The classical MA algorithm basically consists in using the climb process to find local optimal solutions. The climb step plays a decisive role in the accuracy of the approximation of the local solution. The smaller the climb step for local jumps, the higher the accuracy of the solution, but more iterations are required to find the global optimum. To reduce computation time by reducing the number of iterations, many researchers recommend using other optimization methods at the initial stages of optimization, such as ABC, COA, IWO, and use MA to refine the global solution. I do not agree with this approach. I believe, it is more expedient to immediately use the described algorithms instead of MA, although MA has the development potential making it a good object for further experiments and study. 

The Monkey Algorithm is a population-based algorithm that has its roots in nature. Like many other metaheuristic algorithms, this algorithm is evolutionary and is able to solve a number of optimization problems, including non-linearity, non-differentiability and high dimensionality of the search space with a high convergence rate. Another advantage of the monkey algorithm is that this algorithm is controlled by a small number of parameters, making it fairly easy to implement. Despite the stability of the results, the low rate of convergence does not allow recommending the monkey algorithm for solving problems with high computational complexity, since it requires a significant number of iterations. There are many other algorithms doing the same work in a shorter time (number of iterations).

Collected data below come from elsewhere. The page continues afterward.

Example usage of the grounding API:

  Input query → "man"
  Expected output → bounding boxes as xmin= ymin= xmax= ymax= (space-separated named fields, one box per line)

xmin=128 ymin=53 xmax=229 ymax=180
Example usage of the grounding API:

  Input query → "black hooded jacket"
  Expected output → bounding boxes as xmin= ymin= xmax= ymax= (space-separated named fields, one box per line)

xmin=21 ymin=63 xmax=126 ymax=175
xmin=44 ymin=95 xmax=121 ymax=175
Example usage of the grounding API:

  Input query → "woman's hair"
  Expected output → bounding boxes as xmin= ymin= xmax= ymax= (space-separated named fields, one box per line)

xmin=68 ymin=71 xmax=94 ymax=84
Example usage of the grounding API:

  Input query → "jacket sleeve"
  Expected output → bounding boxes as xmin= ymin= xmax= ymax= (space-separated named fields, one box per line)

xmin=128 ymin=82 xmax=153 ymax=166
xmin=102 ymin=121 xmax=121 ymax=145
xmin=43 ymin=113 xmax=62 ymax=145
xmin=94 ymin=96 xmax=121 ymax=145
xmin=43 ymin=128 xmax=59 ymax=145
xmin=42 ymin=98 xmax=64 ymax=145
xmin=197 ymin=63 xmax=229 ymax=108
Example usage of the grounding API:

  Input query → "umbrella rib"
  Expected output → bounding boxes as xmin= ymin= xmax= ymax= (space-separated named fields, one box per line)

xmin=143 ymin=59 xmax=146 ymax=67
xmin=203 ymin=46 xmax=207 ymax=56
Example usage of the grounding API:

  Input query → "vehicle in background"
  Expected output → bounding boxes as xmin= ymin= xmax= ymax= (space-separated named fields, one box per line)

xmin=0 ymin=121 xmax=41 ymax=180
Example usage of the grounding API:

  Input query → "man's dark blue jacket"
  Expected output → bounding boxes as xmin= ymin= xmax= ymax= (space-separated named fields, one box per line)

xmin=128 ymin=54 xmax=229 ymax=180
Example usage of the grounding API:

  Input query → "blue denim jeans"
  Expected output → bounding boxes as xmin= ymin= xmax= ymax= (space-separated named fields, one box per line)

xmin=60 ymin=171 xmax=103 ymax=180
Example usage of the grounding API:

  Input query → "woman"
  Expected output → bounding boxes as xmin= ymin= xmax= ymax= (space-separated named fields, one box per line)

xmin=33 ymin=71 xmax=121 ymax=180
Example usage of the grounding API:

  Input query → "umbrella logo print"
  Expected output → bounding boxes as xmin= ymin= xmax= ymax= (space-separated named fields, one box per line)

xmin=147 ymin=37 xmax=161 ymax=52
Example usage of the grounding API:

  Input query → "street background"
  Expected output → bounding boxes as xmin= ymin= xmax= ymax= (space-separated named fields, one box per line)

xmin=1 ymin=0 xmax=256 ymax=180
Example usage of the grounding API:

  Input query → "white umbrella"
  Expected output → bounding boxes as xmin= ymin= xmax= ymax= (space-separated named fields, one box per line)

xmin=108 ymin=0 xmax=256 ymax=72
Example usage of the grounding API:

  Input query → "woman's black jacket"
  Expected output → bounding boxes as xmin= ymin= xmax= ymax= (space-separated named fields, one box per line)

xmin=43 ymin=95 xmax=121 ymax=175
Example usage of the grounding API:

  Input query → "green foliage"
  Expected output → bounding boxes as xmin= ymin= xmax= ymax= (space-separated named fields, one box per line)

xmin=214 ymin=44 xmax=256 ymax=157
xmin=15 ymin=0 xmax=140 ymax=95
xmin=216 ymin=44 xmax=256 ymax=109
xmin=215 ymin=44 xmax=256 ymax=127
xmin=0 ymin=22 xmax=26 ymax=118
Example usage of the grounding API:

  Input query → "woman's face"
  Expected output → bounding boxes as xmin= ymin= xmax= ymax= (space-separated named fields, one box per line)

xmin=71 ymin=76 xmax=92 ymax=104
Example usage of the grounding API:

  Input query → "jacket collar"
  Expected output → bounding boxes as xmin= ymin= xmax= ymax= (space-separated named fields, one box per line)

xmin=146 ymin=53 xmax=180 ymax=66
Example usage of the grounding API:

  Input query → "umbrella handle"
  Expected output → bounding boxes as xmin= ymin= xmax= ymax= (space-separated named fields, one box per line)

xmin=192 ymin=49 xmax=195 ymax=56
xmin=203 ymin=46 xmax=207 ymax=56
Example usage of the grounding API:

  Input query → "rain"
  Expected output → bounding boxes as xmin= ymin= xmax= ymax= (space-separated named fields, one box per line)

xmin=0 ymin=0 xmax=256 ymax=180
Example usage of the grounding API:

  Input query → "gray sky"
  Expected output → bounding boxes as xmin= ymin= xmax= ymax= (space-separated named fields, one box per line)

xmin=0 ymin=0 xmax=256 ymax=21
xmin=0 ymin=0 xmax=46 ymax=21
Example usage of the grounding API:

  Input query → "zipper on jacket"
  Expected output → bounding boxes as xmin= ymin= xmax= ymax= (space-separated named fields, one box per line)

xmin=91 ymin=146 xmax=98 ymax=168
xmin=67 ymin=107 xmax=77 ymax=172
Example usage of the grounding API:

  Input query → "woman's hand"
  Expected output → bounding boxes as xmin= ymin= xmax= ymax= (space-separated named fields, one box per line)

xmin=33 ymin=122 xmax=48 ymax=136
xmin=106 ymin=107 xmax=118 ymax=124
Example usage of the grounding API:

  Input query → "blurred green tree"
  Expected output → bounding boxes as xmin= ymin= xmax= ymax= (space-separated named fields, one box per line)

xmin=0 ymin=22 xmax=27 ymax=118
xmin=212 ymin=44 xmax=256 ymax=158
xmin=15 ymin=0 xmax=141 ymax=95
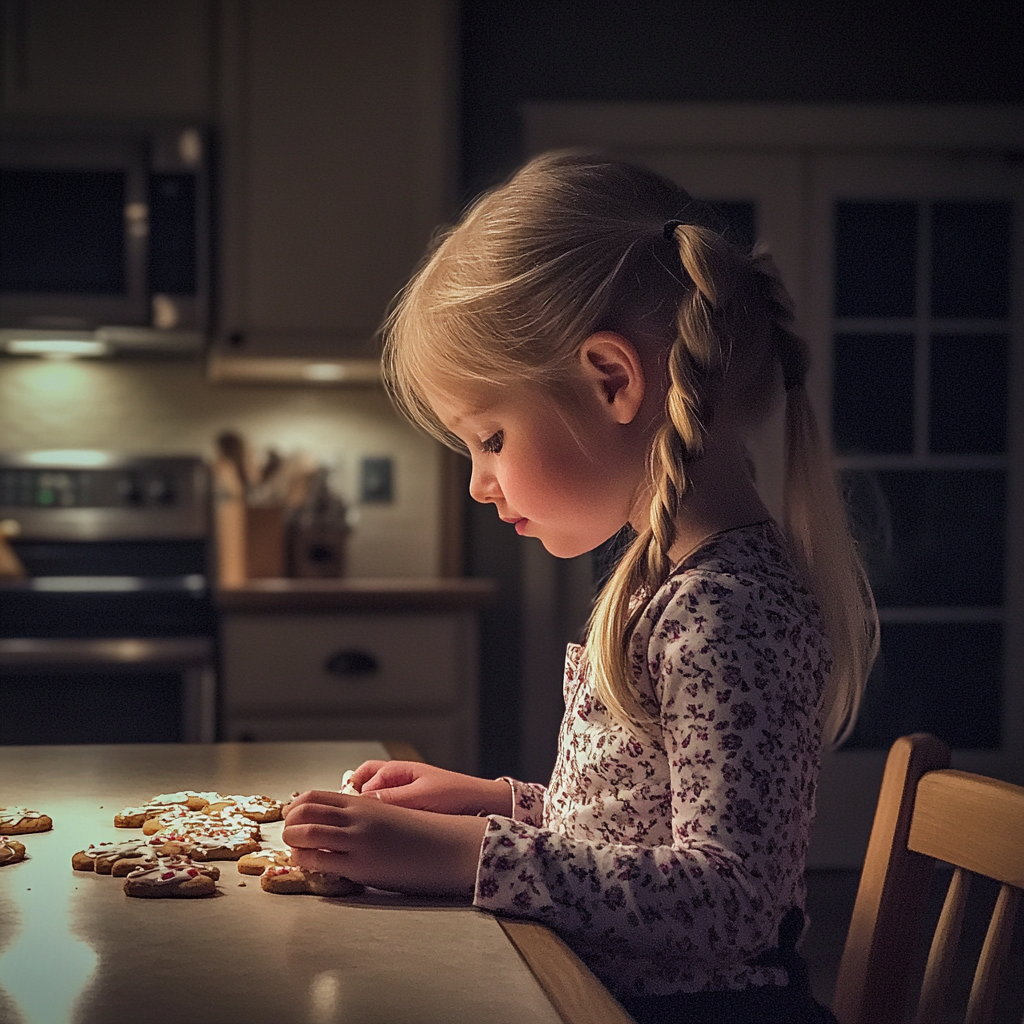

Despite my numerous experiments, the classical version of the algorithm could not get higher than the third from the bottom line of the rating table, got stuck in local extremes and worked extremely poorly on discrete functions. I did not have particular desire to write an article about it, so I made attempts to improve it. One of these attempts showed some improvements in convergence indicators and increased the stability of the results by using probability bias in global jumps, as well as revising the principle of global jumps themselves. Many MA researchers point out the need to modernize the algorithm, so there are many modifications to the monkey algorithm. It was not my intention to consider all kinds of modifications of MA, because the algorithm itself is not outstanding, rather it is a variation of the particle swarm (PSO). The result of the experiments was the final version of the algorithm given in this article without the additional 'm' (modified) marking.

The histogram of the algorithm test results is provided below.

Figure 3. Histogram of the test results of the algorithms

MA pros and cons:

Pros:
1. Easy implementation.
2. Good scalability despite low convergence rate.
3. Good performance on discrete functions.
4. Small number of external parameters.

Cons:
1. Low convergence rate.
2. Requires a large number of iterations for a search.
3. Low overall efficiency.

Each article features an archive that contains updated current versions of the algorithm codes for all previous articles. The article is based on the accumulated experience of the author and represents his personal opinion. The conclusions and judgments are based on the experiments.